I’ve never understood why people say, “Money doesn’t grow on trees.” Because money is printed on paper, and paper comes from trees. So therefore money really is made or “grown” on trees. Right?

My kids don’t understand the saying either. Because for them money isn’t even made out of paper. It comes from plastic – a small rectangular thin piece of hand-held plastic to be precise.

They know exactly how the magic plastic card works. Just swipe it next to the checkout stand and viola! You’ve just paid.

They aren’t stupid. They’ve seen me do it a thousand times.

I put most of our family’s purchases on my credit card. Not because we can’t pay for what we buy, but because I have big plans to take my little family to Italy next year and am hoping to purchase our airfare with credit card miles. So I charge everything I can then pay my card off every two weeks.

I guess my children have been watching me closer than I realized. Last week I lost my credit card and if it weren’t for the “help” of my 4-year-old I never would have found it.

Now I have written multiple times about my stressed-out-OCD-I-can’t-lose-anything personality. So you can imagine my anxiety when my platinum card went missing. I was certain someone had taken it and was racking up my bill, skyrocketing past my spending limit.

Luckily I checked my account online and no new charges had been made, but I still couldn’t find the card.

I ripped through the house searching every coat, pant and jacket pocket that I own.
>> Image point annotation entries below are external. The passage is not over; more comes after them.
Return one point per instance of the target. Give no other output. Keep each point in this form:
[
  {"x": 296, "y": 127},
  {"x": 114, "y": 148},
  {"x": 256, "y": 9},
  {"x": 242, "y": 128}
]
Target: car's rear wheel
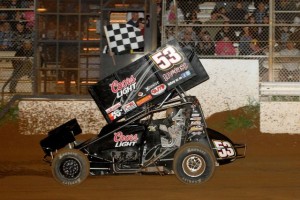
[
  {"x": 194, "y": 163},
  {"x": 70, "y": 167}
]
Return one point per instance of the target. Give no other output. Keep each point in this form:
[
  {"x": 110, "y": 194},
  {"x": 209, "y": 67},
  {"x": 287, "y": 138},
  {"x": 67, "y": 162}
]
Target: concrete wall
[
  {"x": 232, "y": 83},
  {"x": 280, "y": 117}
]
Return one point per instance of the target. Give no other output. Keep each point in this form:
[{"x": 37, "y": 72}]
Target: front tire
[
  {"x": 194, "y": 163},
  {"x": 70, "y": 167}
]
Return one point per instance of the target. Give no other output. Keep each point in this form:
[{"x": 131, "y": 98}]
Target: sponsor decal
[
  {"x": 113, "y": 108},
  {"x": 176, "y": 70},
  {"x": 151, "y": 86},
  {"x": 158, "y": 89},
  {"x": 123, "y": 87},
  {"x": 122, "y": 140},
  {"x": 115, "y": 114},
  {"x": 144, "y": 100},
  {"x": 195, "y": 115},
  {"x": 195, "y": 123},
  {"x": 140, "y": 94},
  {"x": 195, "y": 118},
  {"x": 130, "y": 106}
]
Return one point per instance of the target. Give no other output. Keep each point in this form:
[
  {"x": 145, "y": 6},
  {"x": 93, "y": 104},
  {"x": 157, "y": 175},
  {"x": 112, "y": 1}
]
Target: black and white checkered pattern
[{"x": 122, "y": 37}]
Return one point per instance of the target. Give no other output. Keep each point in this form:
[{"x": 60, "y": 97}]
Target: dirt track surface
[{"x": 270, "y": 171}]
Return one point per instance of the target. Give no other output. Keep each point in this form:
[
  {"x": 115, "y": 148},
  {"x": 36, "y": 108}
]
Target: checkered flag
[{"x": 122, "y": 37}]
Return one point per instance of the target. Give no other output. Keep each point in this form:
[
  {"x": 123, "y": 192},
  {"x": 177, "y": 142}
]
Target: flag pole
[{"x": 112, "y": 55}]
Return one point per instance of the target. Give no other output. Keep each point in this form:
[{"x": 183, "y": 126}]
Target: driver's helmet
[{"x": 171, "y": 112}]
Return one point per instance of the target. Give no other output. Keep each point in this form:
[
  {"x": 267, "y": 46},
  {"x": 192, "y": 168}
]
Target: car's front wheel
[
  {"x": 194, "y": 163},
  {"x": 70, "y": 167}
]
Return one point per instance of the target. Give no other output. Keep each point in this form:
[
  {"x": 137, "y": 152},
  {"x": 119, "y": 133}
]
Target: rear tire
[
  {"x": 70, "y": 167},
  {"x": 194, "y": 163}
]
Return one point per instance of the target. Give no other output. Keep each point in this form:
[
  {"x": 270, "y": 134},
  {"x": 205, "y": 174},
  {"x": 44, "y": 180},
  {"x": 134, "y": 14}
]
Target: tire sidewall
[
  {"x": 200, "y": 150},
  {"x": 61, "y": 157}
]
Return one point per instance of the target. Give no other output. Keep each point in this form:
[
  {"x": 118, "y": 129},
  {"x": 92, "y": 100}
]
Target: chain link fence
[
  {"x": 16, "y": 48},
  {"x": 266, "y": 30}
]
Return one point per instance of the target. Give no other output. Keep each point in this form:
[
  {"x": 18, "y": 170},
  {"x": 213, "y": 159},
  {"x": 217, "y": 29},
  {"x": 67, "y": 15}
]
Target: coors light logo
[{"x": 123, "y": 87}]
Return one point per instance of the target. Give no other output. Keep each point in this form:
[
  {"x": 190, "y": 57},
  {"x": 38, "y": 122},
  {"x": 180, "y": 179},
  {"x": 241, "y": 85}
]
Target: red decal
[{"x": 158, "y": 89}]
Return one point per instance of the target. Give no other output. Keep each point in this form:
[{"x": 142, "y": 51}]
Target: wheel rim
[
  {"x": 193, "y": 165},
  {"x": 70, "y": 168}
]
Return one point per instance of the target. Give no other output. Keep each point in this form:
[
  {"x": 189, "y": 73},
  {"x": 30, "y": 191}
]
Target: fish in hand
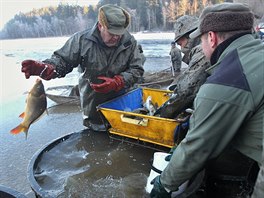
[{"x": 36, "y": 104}]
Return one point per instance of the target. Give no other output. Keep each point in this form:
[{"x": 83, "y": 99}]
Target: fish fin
[
  {"x": 22, "y": 115},
  {"x": 19, "y": 129}
]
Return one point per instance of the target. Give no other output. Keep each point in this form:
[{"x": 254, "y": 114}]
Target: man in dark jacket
[
  {"x": 107, "y": 55},
  {"x": 187, "y": 84},
  {"x": 176, "y": 58},
  {"x": 229, "y": 107}
]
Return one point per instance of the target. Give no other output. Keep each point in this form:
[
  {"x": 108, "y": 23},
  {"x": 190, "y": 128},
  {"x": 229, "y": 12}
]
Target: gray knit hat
[
  {"x": 114, "y": 18},
  {"x": 224, "y": 17}
]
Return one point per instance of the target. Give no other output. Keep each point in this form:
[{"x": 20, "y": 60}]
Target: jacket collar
[{"x": 221, "y": 48}]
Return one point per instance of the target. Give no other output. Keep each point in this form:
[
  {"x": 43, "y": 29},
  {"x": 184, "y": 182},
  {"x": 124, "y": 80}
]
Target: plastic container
[{"x": 124, "y": 122}]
I tore through my diaper bag and wallet praying I would find it shoved in the wrong spot.

After church on Sunday I stuck my head under each and every seat, nook and cranny in my van, hoping the card had slipped through a crack.

That’s when my 4-year-old spoke up.

“What are you doing mom?” he said.

“Looking for my credit card,” I replied.

“Have you checked my mission jar,” he said.

No. I had not checked his mission jar. Why would I check his mission jar? I never touch that jar – the glass-tile piggy bank he stores coins in. (He’s saving his coins to go on an LDS mission.)

I raced inside and snatched the jar. Sure enough, my shiny plastic card was tucked inside. I was so happy.

Despite my relief in finding my charge card, I still can’t believe he took it. And that he remembered where he put it.

But what I really can’t believe is how smart he is.

He told me he took my card and put it in his mission jar so he would have a way to pay for his “bills.”  You know as well as I that he doesn’t have any “bills.” But I guess it’s better to be prepared. Even if your emergency mission fund is a piece of plastic that comes with a 19 percent interest rate.

He’s as smart as the average American. When you need to pay for something expensive – like a mission – pull out the plastic.

It looks like we need to have a lesson on saving, and then another one on stealing.

I guess my card really was stolen. Luckily, it was taken by someone who isn’t quite old enough to use it – yet.

Out of curiosity I did some online research and found out that United States “paper” money is made of 75 percent cotton and 25 percent linen. I guess money really doesn’t grow on trees.